O brave new bankruptcy, which has such people in’t . . .

In Galaz v. Galaz, a bankruptcy debtor sued her ex-husband for the fraudulent transfer of a royalty interest in the works of the Ohio Players, a popular funk band in the 1970s. Nos. 13-50781, 50783 (Aug. 25, 2014).  Her ex-husband brought third-party claims against a music producer, who in turn brought counterclaims.  The resulting litigation produced judgments in favor of both the debtor and the producer against the ex-husband.  On appeal, in a landscape formed by the legacy of Stern v. Marshall, 131 S. Ct. 2594 (2011), the Fifth Circuit held:

1.  While the debtor’s fraudulent transfer claim was not the “paradigmatic” case where assets are transferred out of the estate, it could still “conceivably” affect the estate, and the bankruptcy court thus had statutory jurisdiction because these non-core claims related to her bankruptcy;

2.  The producer’s counterclaims, however, had no connection to the estate and the bankruptcy court had no statutory jurisdiction over them;

3.  Under Stern, in light of the present posture of cases from this Circuit and one awaiting Supreme Court review, the implied consent of the parties cannot confer constitutional jurisdiction on the bankruptcy court to enter final judgment such as the debtor’s claim here.

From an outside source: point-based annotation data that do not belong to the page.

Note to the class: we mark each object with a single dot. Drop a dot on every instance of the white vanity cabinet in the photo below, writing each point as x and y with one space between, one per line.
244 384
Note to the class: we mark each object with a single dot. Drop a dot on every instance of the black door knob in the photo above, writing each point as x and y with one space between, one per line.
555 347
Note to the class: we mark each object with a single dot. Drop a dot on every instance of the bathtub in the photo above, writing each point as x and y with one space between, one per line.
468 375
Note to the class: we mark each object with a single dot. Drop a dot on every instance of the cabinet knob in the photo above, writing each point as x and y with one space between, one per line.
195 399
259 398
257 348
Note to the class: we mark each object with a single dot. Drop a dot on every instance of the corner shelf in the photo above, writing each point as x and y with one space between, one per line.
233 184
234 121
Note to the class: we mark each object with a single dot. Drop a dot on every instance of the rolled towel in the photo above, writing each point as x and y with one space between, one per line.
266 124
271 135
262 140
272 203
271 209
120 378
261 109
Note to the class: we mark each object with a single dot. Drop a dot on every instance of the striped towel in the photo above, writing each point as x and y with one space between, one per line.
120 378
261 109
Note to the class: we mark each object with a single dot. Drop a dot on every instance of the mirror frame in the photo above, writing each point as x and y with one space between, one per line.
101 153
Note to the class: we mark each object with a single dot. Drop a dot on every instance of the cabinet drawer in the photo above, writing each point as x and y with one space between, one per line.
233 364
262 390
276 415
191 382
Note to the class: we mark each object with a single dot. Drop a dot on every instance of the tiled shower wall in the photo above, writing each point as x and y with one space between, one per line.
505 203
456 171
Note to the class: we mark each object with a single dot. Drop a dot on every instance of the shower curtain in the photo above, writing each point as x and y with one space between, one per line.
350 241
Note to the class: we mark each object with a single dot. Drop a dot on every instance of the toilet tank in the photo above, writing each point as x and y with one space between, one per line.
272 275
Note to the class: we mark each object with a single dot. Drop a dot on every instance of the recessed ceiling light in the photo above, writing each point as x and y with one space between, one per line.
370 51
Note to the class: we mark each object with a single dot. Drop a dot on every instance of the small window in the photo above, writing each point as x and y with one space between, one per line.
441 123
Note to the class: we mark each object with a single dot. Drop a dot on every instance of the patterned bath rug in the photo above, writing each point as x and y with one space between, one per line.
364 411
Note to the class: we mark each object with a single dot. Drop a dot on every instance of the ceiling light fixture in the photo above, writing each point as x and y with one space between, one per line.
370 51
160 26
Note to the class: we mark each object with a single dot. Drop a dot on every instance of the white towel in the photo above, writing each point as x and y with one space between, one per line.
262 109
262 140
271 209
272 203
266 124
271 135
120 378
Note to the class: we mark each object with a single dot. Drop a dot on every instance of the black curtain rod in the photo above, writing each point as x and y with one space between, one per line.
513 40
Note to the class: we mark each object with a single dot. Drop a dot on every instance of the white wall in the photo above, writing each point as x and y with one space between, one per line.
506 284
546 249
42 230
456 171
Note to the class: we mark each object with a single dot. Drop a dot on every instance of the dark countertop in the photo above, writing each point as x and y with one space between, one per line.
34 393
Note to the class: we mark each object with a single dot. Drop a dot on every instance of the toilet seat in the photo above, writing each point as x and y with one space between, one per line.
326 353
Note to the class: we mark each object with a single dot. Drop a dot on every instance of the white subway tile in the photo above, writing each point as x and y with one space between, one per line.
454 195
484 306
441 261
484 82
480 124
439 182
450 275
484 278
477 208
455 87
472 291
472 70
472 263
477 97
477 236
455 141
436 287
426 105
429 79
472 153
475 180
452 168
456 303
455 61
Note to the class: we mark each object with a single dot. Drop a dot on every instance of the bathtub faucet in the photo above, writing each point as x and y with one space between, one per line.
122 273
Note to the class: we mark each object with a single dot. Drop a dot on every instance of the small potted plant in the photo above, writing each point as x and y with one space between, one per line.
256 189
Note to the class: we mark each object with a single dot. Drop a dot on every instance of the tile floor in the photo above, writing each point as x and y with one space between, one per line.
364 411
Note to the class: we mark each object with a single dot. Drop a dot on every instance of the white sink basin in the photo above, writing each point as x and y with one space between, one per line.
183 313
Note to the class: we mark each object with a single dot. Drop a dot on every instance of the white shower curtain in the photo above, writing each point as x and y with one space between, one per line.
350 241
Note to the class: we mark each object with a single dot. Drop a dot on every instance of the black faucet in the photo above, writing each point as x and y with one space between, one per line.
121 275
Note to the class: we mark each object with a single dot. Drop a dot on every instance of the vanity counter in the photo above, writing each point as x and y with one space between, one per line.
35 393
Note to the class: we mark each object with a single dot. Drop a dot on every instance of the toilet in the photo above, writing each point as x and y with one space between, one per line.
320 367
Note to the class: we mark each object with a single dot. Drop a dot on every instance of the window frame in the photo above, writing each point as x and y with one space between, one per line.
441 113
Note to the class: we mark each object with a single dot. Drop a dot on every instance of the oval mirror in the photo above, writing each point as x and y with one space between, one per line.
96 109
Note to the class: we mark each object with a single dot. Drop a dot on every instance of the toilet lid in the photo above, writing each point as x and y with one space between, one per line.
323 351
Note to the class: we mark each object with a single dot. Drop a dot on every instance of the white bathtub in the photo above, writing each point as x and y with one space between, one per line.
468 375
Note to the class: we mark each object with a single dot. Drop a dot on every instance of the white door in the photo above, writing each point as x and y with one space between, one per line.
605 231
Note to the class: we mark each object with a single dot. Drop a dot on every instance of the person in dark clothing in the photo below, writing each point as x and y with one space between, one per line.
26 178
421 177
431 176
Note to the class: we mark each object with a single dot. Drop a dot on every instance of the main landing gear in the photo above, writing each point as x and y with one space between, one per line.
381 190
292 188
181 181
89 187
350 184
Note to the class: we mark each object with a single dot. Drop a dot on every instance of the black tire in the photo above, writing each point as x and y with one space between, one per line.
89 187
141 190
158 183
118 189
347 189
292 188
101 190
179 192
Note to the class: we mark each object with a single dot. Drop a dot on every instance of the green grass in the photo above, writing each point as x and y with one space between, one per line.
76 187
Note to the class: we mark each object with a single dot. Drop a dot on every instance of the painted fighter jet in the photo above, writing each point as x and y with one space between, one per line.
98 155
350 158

Accordingly, the Court reversed and remanded, hinting that the bankruptcy court could prepare proposed findings of fact and conclusions of law for the district court as to the debtor’s claims.  The Court also noted that the debtor had standing as a creditor under the Texas Uniform Fraudulent Transfer Act even though her personal interest in the royalties flowed through a business she partly owned.